Active Archives

by Caroline Goralczyk

Michael Murtaugh,  writer, web designer and creator of the Active Archives, presented his project that is aiming at setting up multi-directional communication channels for cultural archives and therewith challenging its traditional uses. Founded in 2006 in Brussels, Active Archives is offering new ways of making platforms for cultural industries by questioning the notions of authorship and enthusiastically working with free software to promote new ways of instant publishing on cultural archives.

As Murtaugh points out, most of the interesting cultural archives have understood the act of instant publishing by putting up websites that mirror regular information brochures, announcements and text publishing that is based on a linear communication process where information is just passed on directly to the user without actively involving him. With understanding the web more as a space for collaborative writing, prototyping and the development of new ideas, the goal of Active Archives is to make cultural archives go beyond their task of simply preserving culture and making it accessible to users.

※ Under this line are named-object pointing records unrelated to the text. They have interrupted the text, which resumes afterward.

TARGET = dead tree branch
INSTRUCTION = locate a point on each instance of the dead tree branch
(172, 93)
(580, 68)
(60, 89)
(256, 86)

To illustrate how Active Archives can be used, Murtaugh introduces the audience into the project called ‘Active Archive Video Wiki‘ which is designed to open the ‘black box’ of online videos by giving users the possibility to write with video and create new compositions with online elements. By referring to the world wide web as the ‘wiki wiki web’, Murtaugh also draws attention to the inconvenience of reading on the Internet. With finding new ways of working with videos and making archives more readable to users, his project uses free software to improve the interactive use of online material. Also, Active Archives works like a browser that is convenient to handle as users can copy URLs and then add them to the archive instead of uploading it to the repository.